La petite vallée vosgienne dont j'ai déjà parlé (ici et ) - j'y habite.

L'extrême-droite y fait régulièrement des scores autour de 60%. Par contre les partis d'extrême-droite sont à-peu-près invisibles en-dehors des élections nationales, et encore.

Mais il y a quelque chose qui revient dans les conversations du quotidien - celles qu'on a avec des gens qu'on croise régulièrement, on discute un peu sans vraiment se connaître. Et puis un jour - généralement ce n'est pas dit très clairement, il est question d'un fait rapporté, de banlieue, de personnes étrangères, parfois de racailles. Moi je prend le contre-pied de ce que je vois bien qu'on veut me dire, la personne change de sujet. C'est grâce à cet évitement qu'on peut continuer à se parler.

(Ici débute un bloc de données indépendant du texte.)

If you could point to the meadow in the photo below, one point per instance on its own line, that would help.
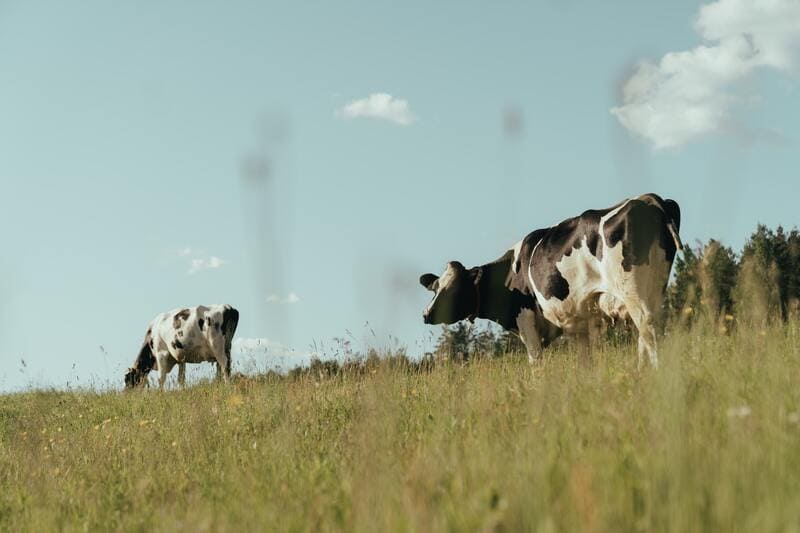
(709, 441)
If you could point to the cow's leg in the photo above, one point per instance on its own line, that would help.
(182, 374)
(165, 364)
(526, 324)
(222, 366)
(645, 324)
(578, 331)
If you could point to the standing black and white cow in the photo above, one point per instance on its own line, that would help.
(615, 261)
(188, 335)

Mais si l'autre personne répond dans le même registre la connivence est possible, et la conversation peut se continuer autour de la vision fantasmée des banlieues et des personnes étrangères, et des faits relevant de la transgression et du désordre qui leur serait liés, faits attestés comme vrais, mais toujours rapportés et jamais directement observés.

Pour toute une partie de la population, cette vision des banlieues et des personnes étrangères comme source du chaos est un lieu commun, véhiculé par les conversations quotidiennes, qui alimente le sentiment d'appartenir à une même communauté, qui fait partie d'une vision du monde partagée. Les réseaux sociaux alimentent les conversation en anecdotes - comme le feuilleton télévisé que tout le monde regarde alimente les discussions du lendemain. Et une vision du monde partagée se consolide.

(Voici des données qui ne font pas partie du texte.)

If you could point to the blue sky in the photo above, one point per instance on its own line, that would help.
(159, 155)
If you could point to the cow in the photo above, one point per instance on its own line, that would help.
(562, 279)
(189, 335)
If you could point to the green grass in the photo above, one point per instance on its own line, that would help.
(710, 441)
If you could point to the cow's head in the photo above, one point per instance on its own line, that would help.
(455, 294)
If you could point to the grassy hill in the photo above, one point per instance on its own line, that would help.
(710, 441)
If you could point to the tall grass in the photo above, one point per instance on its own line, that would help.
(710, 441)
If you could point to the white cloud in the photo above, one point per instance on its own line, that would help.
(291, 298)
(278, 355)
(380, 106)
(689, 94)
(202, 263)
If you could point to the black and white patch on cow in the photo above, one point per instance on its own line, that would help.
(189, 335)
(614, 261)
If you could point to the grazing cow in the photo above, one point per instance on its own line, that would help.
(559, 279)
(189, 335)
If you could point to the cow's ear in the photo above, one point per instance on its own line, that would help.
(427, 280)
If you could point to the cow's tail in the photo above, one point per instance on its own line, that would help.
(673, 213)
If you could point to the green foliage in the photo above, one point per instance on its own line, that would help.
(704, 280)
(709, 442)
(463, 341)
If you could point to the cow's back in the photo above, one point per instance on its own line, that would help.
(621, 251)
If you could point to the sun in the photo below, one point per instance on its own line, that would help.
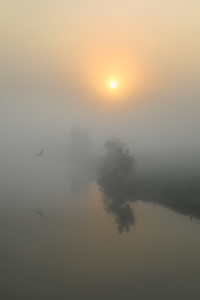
(113, 85)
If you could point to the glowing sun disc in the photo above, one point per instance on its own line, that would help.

Et en résonance se crée un attachement, lui aussi partagé, lui aussi de connivence, pour l'homme ou la femme dont la parole porte cette vision du monde dans l'espace politique. Et pour son parti, et pour ses candidat.es. La présence du parti dans l'espace public proche n'est donc pas nécessaire pour qu'il y ait vote, les lieux communs travaillent pour lui.

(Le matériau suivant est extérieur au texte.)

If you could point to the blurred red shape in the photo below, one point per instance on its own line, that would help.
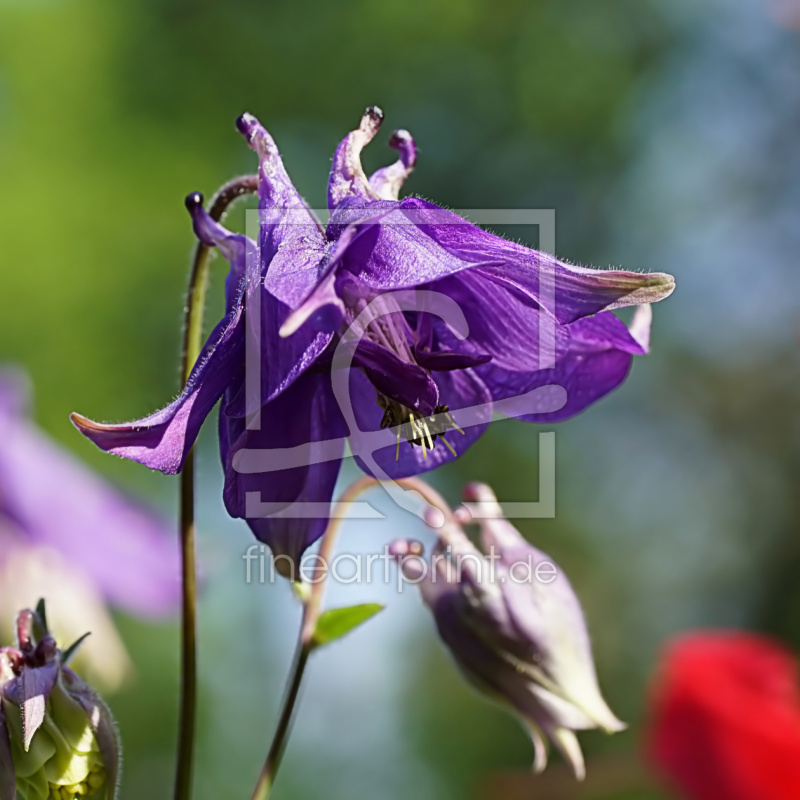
(725, 718)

Par ailleurs, le pacte d'évitement dont je parlais plus haut n'est pas toujours respecté, et n'est pas valable avec tout le monde. La vision du monde partagée par une majorité de la population est excluante, mais il y a au quotidien une zone grise qui permet d'échanger avec "les autres". Zone grise qui peut disparaître si les rapports se tendent.